These week, I am feeling a little down, not cheerful — although not over rejection. I’m a little upset over students. Unmotivated, terrible, don’t-answer-any-questions students.

Take P, for example. P shows up on time, P is quiet, P attends virtually every class (except for once, when he had a funeral). Unfortunately, P never participates. When I call on P to answer questions on an exercise, he stares blankly into space, and reads the previous question, and does not give an answer. Basically, he’s a black hole of a student that sort of sucks up class energy and patience, and while I’m obliged to call on him and try and help him, the other students have no patience for it, some of them even calling out the answers for him or just sit their in the agonizing silence as he fuddles the words.

I’ve tried everything. I’ve helped him personally. I’ve mixed him with stronger students. I’ve forced him to do things. I’ve let the rest of the class lag behind because of him. Nothing works. Yesterday, we had a quiz and he left his paper blank, because he said he didn’t understand. I explained twice. I asked for questions. I asked him in the middle of the exam period if he was doing okay on the test — IN ARABIC. He said he was fine.

Nothing works.

In fact, this has been the closest I’ve ever come to calling someone legitimately stupid, even though I know it’s not the case. But that’s the trouble: he’s not. He’s not stupid. The man’s got a job. He’s married. He’s forty years old, for crying out loud. It’s just very difficult to deal with someone who is older than you, independent, and obviously paying to be in your classroom, but just not seizing any recognizable effort at an opportunity.

He just keeps showing up, and it destroys the classroom dynamic.

In fact, this is a widespread problem at the Center in general; students are promoted a level on the basis of paying their 400 LE. No one wants to take a course again. But this leads to students that fail at the lower levels advancing to proficient levels where they clearly do not belong.

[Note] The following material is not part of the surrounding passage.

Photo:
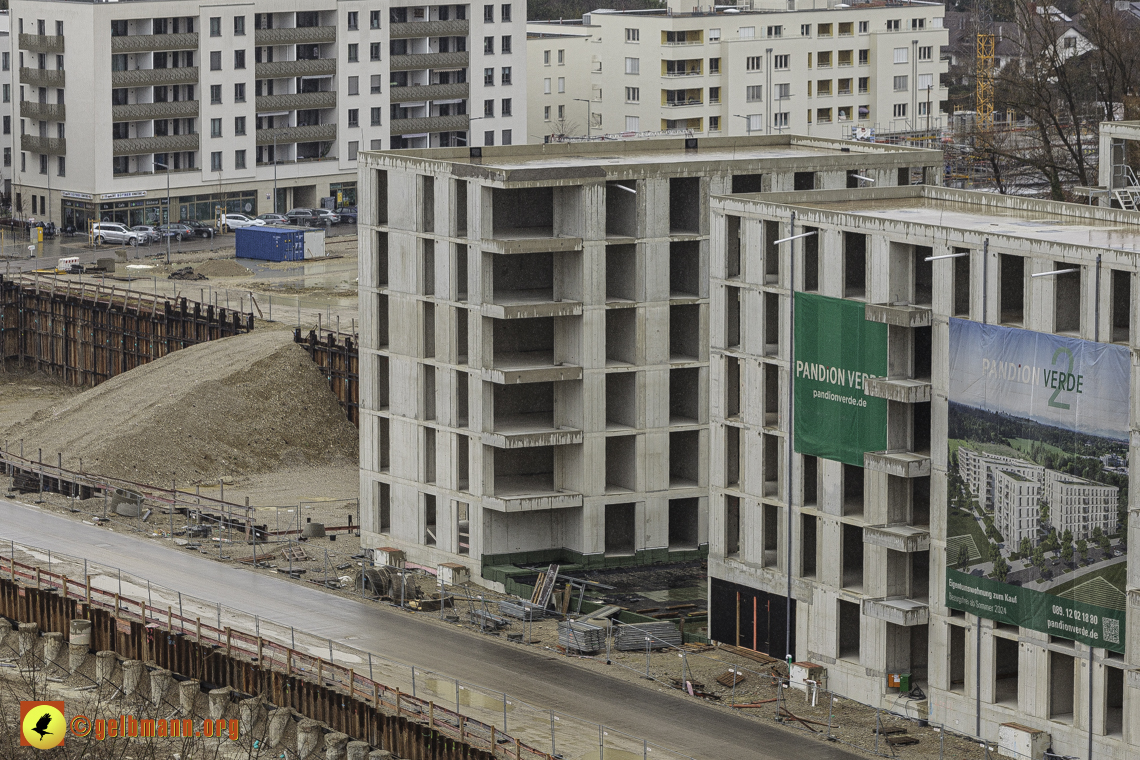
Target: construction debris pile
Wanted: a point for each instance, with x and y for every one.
(245, 405)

Another example: M. M and I used to go to the same church. He is chatty and amiable outside of class, where he insists on speaking English (no matter how much Arabic I use). He tried explaining to me in class about Easter vigil next Sunday happening in a Smouha church instead of Sacre Coeur on Port Said Street. I didn’t get it; his accent was way too thick and he dropped most verbs: “Shurstch Sunday fa da feast come night Smouha.” After class, I asked in Arabic what he was saying earlier and he looked uncomfortable. He turned to Ahmed and told him in perfectly clear Arabic what he meant, and to tell me in English, and then I said, “Oh, that’s what you meant!” and asked him “Why didn’t you just say that to me?” Again, he looked uncomfortable. Ahmed was embarrassed. He said that he felt really stupid that P did that because everyone knows at the center that I understand Arabic.

Both these students are Sudanese. I’m not attributing the bad attitude to the fact that they’re Sudanese, but Nessma pointed out that most teachers have the similar problems with Sudanese students. Quite a few of them just enroll in a course and pay 400 LE to prove that they’re doing something in the country; it has something to do with immigration laws or whatnot. As a consequence, they just don’t care. And the administration doesn’t care about the quality of the classroom experience either, as they just keep packing the students in my classes — opposed to giving me a next section — and putting the problem students in with the good ones.

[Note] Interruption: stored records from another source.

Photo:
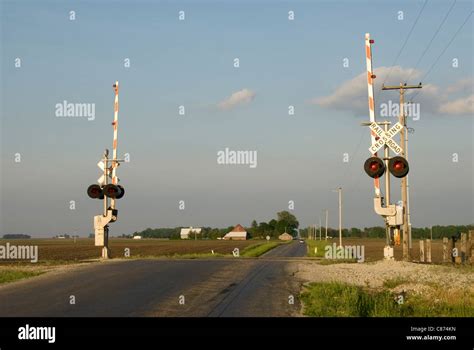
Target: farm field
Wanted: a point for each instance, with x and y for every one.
(52, 251)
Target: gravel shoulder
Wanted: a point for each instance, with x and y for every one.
(412, 276)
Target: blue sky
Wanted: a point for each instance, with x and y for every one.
(190, 63)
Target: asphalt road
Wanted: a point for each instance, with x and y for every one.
(157, 287)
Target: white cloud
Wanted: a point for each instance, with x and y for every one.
(351, 95)
(463, 85)
(460, 106)
(237, 98)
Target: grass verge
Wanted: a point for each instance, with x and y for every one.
(316, 248)
(343, 300)
(10, 275)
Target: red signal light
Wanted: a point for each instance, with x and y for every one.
(95, 192)
(398, 166)
(374, 167)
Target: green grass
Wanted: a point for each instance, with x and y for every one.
(320, 245)
(344, 300)
(194, 255)
(10, 275)
(394, 282)
(256, 250)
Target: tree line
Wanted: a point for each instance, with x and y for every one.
(284, 222)
(438, 231)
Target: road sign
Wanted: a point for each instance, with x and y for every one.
(385, 138)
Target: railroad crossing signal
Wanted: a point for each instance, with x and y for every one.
(398, 166)
(374, 167)
(107, 190)
(385, 138)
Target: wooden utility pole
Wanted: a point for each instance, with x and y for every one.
(402, 120)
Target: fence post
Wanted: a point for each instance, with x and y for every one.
(445, 250)
(428, 251)
(422, 250)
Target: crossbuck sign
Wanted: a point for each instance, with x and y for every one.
(385, 138)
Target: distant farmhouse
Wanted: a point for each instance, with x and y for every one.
(187, 232)
(285, 237)
(237, 234)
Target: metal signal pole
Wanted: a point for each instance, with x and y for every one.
(402, 120)
(326, 224)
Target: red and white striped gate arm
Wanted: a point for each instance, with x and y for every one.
(370, 88)
(115, 125)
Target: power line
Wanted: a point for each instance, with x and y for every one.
(442, 52)
(406, 40)
(432, 39)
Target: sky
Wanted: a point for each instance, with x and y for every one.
(315, 63)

When people really make up their minds to not understand, they really make up their minds.

It makes me a bad teacher, I know, but I get so relieved when these kinds of students don’t show up for class. And yet, these are the students that need the most help. They pay their money, they enlist in the class, they’re obviously there for a reason. You can’t just teach the good students — the bad ones need it more. But damn it all, how the hell do you teach someone that doesn’t want to be taught?

Sometimes I get the fear of God put into me by things like this; one day, I know I’m going to have my talents counted — “Am I using them well enough?” I ask myself sometimes.

Sometimes I just don’t know. Sometimes I don’t know how.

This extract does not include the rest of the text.